Tropicana “100% Juice” Orange Juice, NV: yellow-orange, very opaque in the glass. On the nose, I got loads of citrus fruit. I don’t like to get too specific, but definitely oranges. Like a whole bushel of oranges. In the mouth, the barrage of oranges continued. It tasted almost as if it was made from 100% oranges. Crazy. Definitely quite a bit of residual sugar in this one, but it was certainly kept in check by ripping acidity. This one just spit my tongue in two with a strong backbone of what seemed to be much more of a citric acid than malic, lactic, or even tartaric. Along with that, the mouthfeel was heavy, supple, almost…pulpy, if that makes any sense. I imagine it wasn’t heavily filtered or fined, but I noticed no designation on the bottle, nor any references to organic or biodynamic farming and production methods. 3 out of 5 snot wads here.

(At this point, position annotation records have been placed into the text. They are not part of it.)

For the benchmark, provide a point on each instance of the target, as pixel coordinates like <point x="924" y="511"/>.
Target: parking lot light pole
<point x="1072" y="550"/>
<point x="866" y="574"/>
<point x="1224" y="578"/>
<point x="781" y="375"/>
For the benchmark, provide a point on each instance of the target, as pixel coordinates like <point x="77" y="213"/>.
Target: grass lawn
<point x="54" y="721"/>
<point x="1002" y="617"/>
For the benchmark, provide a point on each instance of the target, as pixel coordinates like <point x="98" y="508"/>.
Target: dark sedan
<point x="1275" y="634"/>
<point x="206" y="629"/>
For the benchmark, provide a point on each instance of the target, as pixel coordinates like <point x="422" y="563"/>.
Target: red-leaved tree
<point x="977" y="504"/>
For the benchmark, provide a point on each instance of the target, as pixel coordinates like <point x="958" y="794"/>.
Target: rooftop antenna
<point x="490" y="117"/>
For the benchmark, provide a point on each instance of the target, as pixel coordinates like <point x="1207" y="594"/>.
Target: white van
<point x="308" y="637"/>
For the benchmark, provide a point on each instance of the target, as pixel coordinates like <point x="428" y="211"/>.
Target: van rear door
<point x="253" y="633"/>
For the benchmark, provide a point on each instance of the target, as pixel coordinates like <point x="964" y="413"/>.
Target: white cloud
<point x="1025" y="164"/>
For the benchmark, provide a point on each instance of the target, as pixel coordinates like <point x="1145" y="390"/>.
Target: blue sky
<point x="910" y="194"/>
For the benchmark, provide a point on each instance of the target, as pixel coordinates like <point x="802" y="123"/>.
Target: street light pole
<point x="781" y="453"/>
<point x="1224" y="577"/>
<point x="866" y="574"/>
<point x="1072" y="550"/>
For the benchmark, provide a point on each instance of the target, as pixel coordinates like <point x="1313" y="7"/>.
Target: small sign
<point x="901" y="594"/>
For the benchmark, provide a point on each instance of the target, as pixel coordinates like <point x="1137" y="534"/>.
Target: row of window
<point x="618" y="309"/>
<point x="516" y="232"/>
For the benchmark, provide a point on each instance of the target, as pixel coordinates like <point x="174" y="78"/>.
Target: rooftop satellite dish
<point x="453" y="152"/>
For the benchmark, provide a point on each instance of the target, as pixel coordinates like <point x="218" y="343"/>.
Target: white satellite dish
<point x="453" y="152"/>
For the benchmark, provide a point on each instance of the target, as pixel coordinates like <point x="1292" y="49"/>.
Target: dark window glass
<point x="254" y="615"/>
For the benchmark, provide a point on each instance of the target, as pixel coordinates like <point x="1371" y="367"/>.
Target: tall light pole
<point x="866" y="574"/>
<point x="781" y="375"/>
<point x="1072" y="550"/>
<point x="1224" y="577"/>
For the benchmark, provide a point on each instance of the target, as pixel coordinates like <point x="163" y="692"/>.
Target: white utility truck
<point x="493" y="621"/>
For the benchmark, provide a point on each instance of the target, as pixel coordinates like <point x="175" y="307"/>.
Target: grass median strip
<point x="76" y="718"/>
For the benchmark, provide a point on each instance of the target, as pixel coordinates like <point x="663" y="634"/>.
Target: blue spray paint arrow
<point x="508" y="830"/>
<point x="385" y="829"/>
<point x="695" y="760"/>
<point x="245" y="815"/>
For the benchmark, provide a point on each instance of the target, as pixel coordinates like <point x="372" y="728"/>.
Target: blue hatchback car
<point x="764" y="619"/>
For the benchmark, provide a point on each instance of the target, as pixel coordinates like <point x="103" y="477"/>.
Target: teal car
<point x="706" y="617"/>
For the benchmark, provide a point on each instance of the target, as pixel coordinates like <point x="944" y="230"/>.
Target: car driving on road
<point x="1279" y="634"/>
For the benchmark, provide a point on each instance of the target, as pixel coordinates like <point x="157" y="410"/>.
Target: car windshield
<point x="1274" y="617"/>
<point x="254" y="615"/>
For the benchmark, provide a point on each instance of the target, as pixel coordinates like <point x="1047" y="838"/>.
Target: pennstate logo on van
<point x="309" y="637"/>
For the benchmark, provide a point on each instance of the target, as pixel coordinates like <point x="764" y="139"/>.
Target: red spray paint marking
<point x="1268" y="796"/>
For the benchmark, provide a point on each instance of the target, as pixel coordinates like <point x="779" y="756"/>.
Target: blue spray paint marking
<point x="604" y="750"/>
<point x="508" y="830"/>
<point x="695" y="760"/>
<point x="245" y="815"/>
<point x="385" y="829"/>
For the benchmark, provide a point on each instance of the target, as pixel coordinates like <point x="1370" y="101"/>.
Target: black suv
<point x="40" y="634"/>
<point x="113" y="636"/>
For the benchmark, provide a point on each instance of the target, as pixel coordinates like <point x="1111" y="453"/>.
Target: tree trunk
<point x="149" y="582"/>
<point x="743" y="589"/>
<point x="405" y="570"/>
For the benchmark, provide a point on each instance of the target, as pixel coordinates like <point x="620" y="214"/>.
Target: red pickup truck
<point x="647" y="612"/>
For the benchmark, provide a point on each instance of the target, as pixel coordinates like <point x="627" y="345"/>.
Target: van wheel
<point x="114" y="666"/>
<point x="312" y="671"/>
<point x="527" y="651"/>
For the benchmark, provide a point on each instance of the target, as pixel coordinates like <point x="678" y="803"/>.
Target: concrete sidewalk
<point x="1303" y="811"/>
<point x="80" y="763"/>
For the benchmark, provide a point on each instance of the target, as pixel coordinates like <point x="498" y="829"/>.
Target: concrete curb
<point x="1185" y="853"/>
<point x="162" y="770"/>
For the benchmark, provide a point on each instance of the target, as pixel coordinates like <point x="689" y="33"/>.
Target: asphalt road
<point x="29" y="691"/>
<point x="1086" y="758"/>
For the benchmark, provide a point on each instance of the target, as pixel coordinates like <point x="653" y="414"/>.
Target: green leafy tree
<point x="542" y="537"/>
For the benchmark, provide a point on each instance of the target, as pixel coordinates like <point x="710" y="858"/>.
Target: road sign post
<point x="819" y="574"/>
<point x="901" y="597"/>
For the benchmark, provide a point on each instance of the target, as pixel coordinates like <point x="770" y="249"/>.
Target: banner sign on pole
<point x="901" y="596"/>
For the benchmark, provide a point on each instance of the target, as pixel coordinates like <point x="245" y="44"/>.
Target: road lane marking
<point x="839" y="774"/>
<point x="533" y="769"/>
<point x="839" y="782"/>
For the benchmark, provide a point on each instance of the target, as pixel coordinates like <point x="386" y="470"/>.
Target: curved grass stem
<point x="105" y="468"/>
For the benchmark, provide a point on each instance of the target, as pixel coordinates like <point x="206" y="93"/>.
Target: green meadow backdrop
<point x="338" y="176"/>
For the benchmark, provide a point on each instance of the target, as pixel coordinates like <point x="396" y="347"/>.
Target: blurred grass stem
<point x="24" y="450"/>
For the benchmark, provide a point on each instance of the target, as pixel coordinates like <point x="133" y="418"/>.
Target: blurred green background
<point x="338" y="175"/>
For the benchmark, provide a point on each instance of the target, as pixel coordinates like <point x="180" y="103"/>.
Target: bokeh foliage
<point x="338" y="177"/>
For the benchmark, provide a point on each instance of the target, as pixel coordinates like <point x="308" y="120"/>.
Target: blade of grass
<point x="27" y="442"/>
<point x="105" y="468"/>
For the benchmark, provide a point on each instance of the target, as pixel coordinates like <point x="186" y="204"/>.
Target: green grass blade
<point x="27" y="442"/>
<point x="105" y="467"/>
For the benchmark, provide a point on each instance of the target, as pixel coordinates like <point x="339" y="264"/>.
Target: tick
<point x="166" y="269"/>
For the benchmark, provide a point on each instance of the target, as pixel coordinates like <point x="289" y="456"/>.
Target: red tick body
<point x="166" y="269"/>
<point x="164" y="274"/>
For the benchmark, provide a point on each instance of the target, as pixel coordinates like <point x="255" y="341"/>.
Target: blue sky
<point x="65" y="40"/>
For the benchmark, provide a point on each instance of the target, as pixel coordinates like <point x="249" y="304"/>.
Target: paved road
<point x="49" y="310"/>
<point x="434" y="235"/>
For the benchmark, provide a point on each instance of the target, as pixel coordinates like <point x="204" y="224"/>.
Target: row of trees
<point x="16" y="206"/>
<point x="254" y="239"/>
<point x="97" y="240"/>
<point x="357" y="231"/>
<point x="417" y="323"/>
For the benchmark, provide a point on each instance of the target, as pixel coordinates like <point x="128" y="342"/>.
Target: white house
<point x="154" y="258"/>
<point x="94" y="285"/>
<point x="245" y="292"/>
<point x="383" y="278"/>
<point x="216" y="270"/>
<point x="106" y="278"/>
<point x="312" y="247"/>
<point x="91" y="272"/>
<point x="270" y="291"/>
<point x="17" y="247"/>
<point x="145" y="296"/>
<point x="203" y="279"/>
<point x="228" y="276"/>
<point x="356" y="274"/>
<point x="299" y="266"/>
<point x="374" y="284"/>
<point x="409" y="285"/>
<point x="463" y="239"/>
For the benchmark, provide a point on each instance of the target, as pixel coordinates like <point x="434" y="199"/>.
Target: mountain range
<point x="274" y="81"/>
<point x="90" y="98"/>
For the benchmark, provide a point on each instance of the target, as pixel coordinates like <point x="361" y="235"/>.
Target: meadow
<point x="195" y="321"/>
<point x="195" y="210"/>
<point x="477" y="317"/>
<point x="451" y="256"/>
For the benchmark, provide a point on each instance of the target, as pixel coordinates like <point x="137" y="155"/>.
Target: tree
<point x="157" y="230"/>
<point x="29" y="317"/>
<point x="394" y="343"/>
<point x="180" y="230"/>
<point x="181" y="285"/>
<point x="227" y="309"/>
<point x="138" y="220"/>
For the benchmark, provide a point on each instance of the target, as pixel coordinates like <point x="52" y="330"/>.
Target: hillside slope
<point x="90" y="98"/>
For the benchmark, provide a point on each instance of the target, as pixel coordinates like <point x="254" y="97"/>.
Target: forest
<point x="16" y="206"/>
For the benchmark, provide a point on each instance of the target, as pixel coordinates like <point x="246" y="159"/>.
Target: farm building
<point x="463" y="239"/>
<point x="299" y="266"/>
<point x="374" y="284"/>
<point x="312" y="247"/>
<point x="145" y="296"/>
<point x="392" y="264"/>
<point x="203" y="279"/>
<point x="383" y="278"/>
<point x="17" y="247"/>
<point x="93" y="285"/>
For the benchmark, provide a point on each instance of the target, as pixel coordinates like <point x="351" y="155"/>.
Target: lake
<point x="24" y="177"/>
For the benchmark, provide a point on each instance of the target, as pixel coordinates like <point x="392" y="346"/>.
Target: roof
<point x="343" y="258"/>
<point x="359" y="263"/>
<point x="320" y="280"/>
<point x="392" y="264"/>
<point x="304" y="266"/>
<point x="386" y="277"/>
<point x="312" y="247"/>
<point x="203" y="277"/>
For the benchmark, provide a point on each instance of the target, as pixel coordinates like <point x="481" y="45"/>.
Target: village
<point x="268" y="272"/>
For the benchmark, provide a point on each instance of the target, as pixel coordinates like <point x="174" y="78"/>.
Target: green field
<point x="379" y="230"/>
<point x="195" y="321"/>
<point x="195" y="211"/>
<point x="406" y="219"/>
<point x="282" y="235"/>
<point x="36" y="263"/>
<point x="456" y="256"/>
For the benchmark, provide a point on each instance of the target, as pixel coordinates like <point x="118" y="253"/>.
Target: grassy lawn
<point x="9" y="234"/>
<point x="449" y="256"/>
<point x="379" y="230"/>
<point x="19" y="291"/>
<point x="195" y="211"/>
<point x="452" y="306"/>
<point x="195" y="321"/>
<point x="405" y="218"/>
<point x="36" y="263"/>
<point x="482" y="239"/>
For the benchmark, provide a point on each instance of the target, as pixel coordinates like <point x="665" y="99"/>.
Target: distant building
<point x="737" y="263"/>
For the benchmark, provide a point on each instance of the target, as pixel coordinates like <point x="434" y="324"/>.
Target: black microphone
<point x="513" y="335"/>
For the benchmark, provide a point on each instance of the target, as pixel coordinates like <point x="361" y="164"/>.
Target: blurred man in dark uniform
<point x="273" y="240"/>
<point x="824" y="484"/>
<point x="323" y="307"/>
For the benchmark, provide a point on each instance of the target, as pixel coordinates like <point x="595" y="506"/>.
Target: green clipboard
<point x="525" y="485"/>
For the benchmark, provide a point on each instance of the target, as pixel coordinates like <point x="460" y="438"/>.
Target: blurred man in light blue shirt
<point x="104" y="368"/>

Canada Dry “Gingered” Ale, NV: I say this bottle was non-vintage, but it mentioned “since 1904”, so in the case that this was indeed a vintage bottling, I was pleased to see a screw-cap stopper, rather than a cork, as I didn’t want my $1.99 to go to waste on an oxidized product. In the glass, I delighted at not only the rich, golden color, but the bubbling frizzante, something I rarely see in Canadian product. When probed with my eager nose, the “gingered” ale exuded bunches of bubbles, causing me to sneeze quite violently. On the palate, I got quite a bit of sweetness, which surprised me a bit, as the name- Canada Dry– suggested otherwise. I also got rather pronounced flavors of ginger. Huzzah for “gingered” ale, indeed! A worthy tipple, garnering 4 out of 5 snot wads.